Downright Bad – The Worst Registrars:
Nope – we don't like these.
They are old school, expensive, and not good to their customers. Buy through these at your own expense – we warned you!
Name.com probably isn't the first company most domainers will go running to, but it's offer of a free domain name along with each WordPress hosting plan is bound to make it attractive to a specific audience. The company's list of TLDs is downright mind-boggling to scroll through, and that's a definite plus for the buyer who just has to have a .COFFEE or .EQUIPMENT domain name. First-year .com domains sell for $8.99, and renewal fees clock in at a reasonable $12.99.
The firm isn't the best domain provider in terms of customer service. Name.com offers Monday through Friday phone support, and live chat is available every day for part of the day.
1and1 tries to get your attention with an aggressive first-year registration offer on 99 cents. Unfortunately, the renewal price goes up quickly to $15. It's a good choice for folks who intend to buy a domain name and perform a domain transfer to another domain registrar the next year. If you're looking to settle in with a single domain registrar, 1and1 doesn't have much else going on besides the standard litany of accompanying web hosting upsells.
It is also important to be sure that you read the fine print of their contract to better understand the cancellation window. If you ever feel like you need to cancel it will not be easy, and they will either refuse to or will not issue a refund. Furthermore, 1&1 Internet do not offer premium DNS, or any other means of making domains secure. What they offer is basic, and there isn’t really anything unique or attractive that would make you choose them over other domain registrars.
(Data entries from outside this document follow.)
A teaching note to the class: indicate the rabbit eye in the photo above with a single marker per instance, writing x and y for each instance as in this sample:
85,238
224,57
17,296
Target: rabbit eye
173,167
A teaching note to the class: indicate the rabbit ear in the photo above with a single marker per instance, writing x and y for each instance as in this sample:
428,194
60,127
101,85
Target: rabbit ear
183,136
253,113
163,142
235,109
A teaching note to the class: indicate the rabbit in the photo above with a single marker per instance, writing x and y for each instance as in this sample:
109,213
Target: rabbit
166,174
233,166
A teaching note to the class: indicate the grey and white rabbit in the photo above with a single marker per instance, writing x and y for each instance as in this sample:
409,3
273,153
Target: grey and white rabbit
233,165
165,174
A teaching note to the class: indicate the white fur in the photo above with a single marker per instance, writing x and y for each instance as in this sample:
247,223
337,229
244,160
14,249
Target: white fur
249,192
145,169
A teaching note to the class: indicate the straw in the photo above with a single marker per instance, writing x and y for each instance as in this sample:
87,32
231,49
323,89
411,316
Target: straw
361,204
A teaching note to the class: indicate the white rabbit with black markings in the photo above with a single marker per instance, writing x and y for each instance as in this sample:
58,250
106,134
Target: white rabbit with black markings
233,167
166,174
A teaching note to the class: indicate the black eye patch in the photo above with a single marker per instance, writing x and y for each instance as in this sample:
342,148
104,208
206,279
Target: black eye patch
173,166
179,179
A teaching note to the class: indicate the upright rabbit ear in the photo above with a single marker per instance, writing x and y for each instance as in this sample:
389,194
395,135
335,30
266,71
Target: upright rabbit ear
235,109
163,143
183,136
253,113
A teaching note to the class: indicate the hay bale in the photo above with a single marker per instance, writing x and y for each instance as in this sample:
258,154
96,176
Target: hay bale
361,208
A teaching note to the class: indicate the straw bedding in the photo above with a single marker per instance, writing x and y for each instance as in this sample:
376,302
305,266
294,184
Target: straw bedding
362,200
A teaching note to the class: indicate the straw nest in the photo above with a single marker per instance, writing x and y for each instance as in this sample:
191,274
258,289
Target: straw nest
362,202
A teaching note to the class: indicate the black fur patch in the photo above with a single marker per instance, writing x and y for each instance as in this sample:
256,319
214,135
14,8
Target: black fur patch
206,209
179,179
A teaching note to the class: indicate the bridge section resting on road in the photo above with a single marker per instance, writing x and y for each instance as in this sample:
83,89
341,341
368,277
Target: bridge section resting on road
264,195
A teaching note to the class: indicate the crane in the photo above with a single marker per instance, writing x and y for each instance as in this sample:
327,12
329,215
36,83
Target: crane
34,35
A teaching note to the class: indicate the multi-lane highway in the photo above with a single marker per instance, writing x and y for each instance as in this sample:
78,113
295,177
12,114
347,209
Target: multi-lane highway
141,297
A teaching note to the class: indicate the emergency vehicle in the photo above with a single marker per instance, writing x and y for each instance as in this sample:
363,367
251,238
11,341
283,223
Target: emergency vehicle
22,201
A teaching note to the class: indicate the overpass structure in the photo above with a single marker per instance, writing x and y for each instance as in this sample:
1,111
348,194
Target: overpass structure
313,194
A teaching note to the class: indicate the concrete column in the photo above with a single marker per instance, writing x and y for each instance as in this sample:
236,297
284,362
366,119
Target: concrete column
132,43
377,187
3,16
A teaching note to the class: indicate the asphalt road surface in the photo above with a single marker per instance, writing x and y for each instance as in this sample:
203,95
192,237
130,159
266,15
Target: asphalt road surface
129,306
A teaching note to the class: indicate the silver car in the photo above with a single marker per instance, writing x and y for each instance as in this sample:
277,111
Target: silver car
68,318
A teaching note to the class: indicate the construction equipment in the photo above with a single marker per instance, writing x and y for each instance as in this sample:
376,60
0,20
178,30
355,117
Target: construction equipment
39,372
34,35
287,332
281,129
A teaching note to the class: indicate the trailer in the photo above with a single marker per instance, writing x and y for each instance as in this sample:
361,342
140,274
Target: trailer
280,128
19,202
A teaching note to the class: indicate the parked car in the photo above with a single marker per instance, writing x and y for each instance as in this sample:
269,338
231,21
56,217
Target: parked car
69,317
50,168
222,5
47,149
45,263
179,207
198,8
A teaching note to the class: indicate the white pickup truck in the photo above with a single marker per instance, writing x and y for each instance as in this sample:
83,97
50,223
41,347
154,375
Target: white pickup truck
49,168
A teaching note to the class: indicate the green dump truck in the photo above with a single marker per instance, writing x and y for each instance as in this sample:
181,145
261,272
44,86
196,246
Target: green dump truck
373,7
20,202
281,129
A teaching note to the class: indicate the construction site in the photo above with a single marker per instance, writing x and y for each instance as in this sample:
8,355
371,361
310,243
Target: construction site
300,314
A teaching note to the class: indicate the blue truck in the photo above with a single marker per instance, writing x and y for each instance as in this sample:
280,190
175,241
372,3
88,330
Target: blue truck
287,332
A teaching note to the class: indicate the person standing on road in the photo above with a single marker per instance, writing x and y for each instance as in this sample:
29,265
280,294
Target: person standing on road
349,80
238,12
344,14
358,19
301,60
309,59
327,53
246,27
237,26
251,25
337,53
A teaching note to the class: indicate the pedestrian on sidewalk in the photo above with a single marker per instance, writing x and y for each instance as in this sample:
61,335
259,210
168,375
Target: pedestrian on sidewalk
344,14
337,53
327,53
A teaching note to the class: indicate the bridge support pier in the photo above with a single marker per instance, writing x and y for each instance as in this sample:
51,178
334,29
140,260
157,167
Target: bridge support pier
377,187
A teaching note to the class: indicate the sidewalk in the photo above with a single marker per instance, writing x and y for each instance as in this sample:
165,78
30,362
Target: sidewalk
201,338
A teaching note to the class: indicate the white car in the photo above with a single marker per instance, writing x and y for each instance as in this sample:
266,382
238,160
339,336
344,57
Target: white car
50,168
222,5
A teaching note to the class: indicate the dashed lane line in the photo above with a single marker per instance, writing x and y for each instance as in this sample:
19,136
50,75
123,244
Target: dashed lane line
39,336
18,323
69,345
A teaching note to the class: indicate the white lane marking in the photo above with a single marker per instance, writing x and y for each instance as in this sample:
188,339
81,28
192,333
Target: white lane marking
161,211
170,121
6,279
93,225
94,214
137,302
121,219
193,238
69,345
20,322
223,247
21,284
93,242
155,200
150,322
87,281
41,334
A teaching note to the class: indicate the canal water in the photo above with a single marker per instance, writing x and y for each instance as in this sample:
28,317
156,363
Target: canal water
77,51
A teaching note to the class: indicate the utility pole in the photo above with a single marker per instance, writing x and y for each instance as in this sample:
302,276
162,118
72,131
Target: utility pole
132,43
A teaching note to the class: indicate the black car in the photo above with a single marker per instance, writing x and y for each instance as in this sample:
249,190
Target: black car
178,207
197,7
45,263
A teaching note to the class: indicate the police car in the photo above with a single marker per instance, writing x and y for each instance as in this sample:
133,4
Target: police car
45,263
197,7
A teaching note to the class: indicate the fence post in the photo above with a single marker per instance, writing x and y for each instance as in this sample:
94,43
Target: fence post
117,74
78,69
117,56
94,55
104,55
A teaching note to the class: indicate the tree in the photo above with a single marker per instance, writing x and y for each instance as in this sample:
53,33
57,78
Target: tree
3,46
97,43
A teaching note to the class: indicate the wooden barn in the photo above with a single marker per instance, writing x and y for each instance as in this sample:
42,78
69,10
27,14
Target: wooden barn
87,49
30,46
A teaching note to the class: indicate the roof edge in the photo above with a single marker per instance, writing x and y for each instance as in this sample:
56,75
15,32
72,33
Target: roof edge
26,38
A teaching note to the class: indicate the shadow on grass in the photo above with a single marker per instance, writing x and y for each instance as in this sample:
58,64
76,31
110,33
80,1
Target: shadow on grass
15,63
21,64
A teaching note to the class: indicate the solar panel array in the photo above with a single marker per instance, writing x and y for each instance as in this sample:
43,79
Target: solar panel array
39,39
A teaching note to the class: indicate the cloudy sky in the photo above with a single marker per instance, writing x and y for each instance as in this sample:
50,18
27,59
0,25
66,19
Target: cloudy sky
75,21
Ugghh – Network Solutions is the worst.
The only reason they still exist is because they were once the place to register. And they've been riding out their dying off customers ever since.
They charge north of $30+ to renew – more than double what other registrars charge. The devils!
An acquired asset of Web.com, this domain name registrar offers many different plans that all include basic customer support features. While they have a website that looks great and is something you can browse every day, this company used to be very successful as an IT consultant, but has since taken quite a hit from controversies since the 1990s.
Support is also very meager, with no live chat or ticketing system; only a phone number that you can call. You can pay for premium support. That’s right. You have to pay them to help you with transfers, migrations, SSL setup, among other important things.
Furthermore, they offer no money back guarantee. If you are unhappy with what you paid for, they might as well tell you to kick rocks. With no option to refund, there is no way that this can benefit you in any way.
Web.com claims that it offers reliable and affordable web hosting. They mostly cater to corporate entities and businesses above personal and private individuals. They offer services that help businesses generate leads and marketing solutions. You can even get assistance with search engine optimizations. However, that is really where the positives begin and end with Web.com.
Their renewal prices are also outrageous. You will need to pay 35 dollars a year for a renewal. With this considered, it is a better idea to just look elsewhere for decent long term plans.
Web.com has some very shoddy help articles on their site. The help pages are often are too vague to be of any use to people with specific problems or concerns. For example, if you are looking for help with migrating your website, there is nothing about migration to be found.
eNom does not excel in domain registration, and rather gets its name by reselling other used domain names. Because of this, it can be problematic when working with them. One hand does not know what the other is doing.
If your reseller allows your domain name to expire, eNom can make you pay a lot of money for a new, long-term deal.